Online and mobile payments have benefited from strengthened regulations. To further boost the efficiency and security of financial transactions, the People’s Bank of China — the country’s central bank — has regulated that all magnetic stripe cards in developed regions be replaced with financial cards with an integrated circuit (IC) by the end of 2014. China UnionPay, has taken it one step further by enabling its Quick Pass system to accept contactless transactions for smart IC cards, which can further reduce the transaction time. In late 2013, the People’s Bank of China also announced that it would be drafting new rules to regulate mobile payments. The rules are expected to encourage innovation and interoperability across competing services. Previously in 2010, China’s central bank introduced regulations requiring non-financial institutions to apply for a license in order to provide mobile payment services. The central government was hoping to deepen its involvement and strengthen regulation of third-party payments in order to ensure sustainable growth.

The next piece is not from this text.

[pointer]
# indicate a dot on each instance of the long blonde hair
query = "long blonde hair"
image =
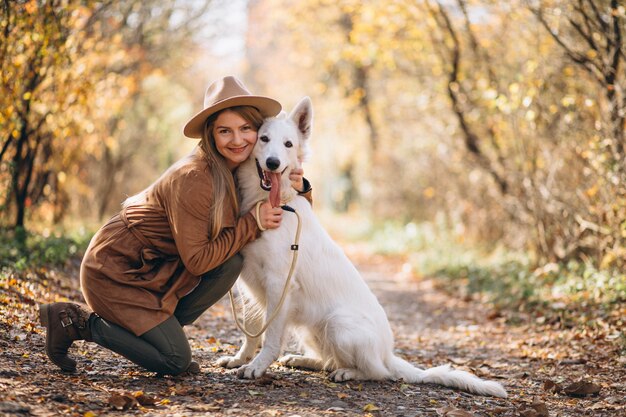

Assuming that China’s current huge base of online-only wallet users make the leap from their computer to mobile financial services, China likely will become one of the dominant mobile markets globally in just a few years and provide a major opportunity for those wishing to compete in the mobile payments space. Although China’s mobile payments market — and its payments market in general — remains in infancy stage, the country’s status as an emerging market may provide more opportunities for mobile development than an already established market, such as the US. Given that emerging markets have fewer homes with access to PCs and there are fewer physical bank branches, mobile becomes almost like a financial lifeline for emerging market consumers. In contrast, mobile financial services in developed markets have steep competition as they have to unseat established financial services offerings. The main issue that may hold back consumer adoption is consumer fears around security, which may require players to adopt additional security initiatives to better protect the mobile payment service user’s interest. That being said, the convergence of forces — including China’s giant e-commerce market, the continued growth of smartphone users and strong usage of financial cards — likely will be unstoppable.